Renowned for having some of the best dive sites in the world, Belize also offers much native life above the water. Despite being a relatively small country, it is one that offers plentiful opportunities for discovering wildlife, including at least 56 species of snakes (eight of these are considered a danger to humans). The country is also a prime location for birds and reptiles that thrive in the conditions in and around the savannahs and lowlands.
With a dramatic and varied landscape, Belize is also home to big cats, including jaguars and pumas who take refuge in the vast forests and mountainous regions. In terms of the ultimate diving experience, Belize offers the stunning Mesoamerican Barrier Reef, which attracts more species than any other marine ecosystem. Home to about 65 coral species and over 300 fish species, there is no better underwater environment.
With extreme contrasts and some challenging but starkly beautiful terrain, Guatemala is home to more than 95 species of mammals and around 400 different types of birds. The largest protected area is situated around Meso america, a reserve that sees howler and spider monkeys exist alongside pumas, jaguars, storks and exotic birds such as scarlet macaws.
With a rich terrain resulting in lush vegetation, including areas of tropical forest, areas such as Petén and Tikal provide opportunities to get close to nature and more specifically the area’s wildlife. Lizards, iguanas, and coyotes have made the land their home, while the waters support a range of creatures including catfish, turtles, lobster, and crabs.
The best time to visit is typically from November to April so you’ll have to hurry to book a last-minute trip if you want to enjoy the best conditions! However, even during the ‘best months’ to visit the climate can still be variable with rain possible at any time of the year and humidity generally quite high.
Nicaragua has high levels of biodiversity and consequently, much of the native wildlife reside in protected areas, which make up about 17% of the landscape. With rainforests giving way to lakes and mountains, the country is very diverse and supports many mammals, fish, and reptiles.

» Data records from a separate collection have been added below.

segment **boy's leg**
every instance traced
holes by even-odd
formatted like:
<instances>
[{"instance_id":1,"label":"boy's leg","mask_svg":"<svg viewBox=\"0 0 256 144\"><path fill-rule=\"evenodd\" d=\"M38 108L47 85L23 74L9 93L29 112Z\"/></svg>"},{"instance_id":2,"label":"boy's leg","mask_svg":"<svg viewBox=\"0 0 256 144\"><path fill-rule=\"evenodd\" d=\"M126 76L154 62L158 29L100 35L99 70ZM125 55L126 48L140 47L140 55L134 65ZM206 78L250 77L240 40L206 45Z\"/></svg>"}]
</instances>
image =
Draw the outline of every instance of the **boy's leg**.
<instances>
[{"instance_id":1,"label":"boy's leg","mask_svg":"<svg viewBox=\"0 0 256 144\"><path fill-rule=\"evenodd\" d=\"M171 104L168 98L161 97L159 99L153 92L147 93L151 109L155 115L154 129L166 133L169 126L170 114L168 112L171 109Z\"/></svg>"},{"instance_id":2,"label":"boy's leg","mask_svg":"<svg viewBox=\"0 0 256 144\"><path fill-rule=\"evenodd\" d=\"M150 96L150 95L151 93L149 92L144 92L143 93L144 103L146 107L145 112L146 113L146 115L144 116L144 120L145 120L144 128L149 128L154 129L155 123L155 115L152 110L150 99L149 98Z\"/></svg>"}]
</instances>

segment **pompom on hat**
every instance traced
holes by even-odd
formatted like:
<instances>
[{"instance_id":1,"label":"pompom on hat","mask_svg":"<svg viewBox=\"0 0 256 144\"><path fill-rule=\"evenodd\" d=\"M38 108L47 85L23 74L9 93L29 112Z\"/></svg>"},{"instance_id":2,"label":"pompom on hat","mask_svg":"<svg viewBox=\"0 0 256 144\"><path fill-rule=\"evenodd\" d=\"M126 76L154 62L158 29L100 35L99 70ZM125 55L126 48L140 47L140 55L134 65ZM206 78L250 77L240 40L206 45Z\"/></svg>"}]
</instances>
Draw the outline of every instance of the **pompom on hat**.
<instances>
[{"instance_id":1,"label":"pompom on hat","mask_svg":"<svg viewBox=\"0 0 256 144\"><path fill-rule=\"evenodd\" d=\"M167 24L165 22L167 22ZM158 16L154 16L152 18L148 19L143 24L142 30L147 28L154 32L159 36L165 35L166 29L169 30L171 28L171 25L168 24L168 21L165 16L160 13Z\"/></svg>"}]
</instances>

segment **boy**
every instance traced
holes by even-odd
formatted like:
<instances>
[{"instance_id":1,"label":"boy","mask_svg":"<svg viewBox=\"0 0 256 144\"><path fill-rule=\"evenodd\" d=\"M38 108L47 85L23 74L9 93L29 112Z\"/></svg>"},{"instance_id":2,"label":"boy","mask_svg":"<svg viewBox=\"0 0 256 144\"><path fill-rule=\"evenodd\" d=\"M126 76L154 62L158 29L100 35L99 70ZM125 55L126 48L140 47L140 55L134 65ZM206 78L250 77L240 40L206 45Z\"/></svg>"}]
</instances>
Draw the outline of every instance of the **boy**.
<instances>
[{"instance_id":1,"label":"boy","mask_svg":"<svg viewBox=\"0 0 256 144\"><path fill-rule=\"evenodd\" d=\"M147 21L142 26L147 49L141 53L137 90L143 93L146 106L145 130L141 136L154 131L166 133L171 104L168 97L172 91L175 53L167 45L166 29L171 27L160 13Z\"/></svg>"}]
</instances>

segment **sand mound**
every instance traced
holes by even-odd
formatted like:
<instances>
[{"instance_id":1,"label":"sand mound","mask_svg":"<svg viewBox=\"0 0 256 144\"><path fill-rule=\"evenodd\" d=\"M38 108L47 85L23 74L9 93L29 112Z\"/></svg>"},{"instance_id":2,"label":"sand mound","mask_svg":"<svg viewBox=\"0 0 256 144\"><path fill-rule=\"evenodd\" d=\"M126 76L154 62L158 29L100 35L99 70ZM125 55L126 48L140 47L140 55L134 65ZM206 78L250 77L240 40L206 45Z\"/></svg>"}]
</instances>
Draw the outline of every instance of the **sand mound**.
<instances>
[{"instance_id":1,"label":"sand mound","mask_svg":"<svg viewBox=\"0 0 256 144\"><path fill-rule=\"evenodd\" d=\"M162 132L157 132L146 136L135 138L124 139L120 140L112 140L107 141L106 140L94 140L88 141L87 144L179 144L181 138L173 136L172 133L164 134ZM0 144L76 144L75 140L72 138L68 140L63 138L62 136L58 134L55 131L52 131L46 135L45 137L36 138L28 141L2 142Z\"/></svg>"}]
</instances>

The Bosawás Biosphere Reserve covers a vast area and subsequently is the second largest rainforest in the Americas after the Amazon Rainforest in Brazil. Areas like this are home to unusual mammals, including the three-toed sloth and two species of armadillo, as well as several monkey varieties and big cats such as the puma.
Located in the central part of Central America, Nicaragua is the largest country but also one of its poorest, although it does have a rich history and heritage, making it a fascinating place to visit. A good time to visit is from June to January when the area looks particularly inviting and the temperature is cool and pleasant.
The smallest and the most densely populated country in Central America, El Salvador has a long and chequered history and benefits from a tropical climate that is favorable for much wildlife.
With its close proximity to the sea, El Salvador has a variety of species of sea turtles, including the leatherback turtle, the hawksbill and the olive ridley, which is the most common. The Hawksbill and Leatherback varieties are unfortunately critically endangered and therefore much rarer. In addition to the turtles, there are 500 species of birds, 1,000 species of butterflies and 800 species of fish in and around El Salvador.
Central America is an intensely beautiful part of the world, benefiting greatly from a variety of rich natural landscapes, making its countries a haven for wildlife lovers worldwide. With a history dating back to the Mayans and Aztecs, there is much to see and do and many areas incorporate some fascinating ruins and the remains of once-great cities and towns.
There are plenty of tours that offer the opportunity to see native wildlife in their natural habitat, but it’s important to remain sensitive to the sometimes fragile environments when visiting. With a largely warm and tropical climate, many of the countries can be visited at any time of the year and any visit is bound to be memorable.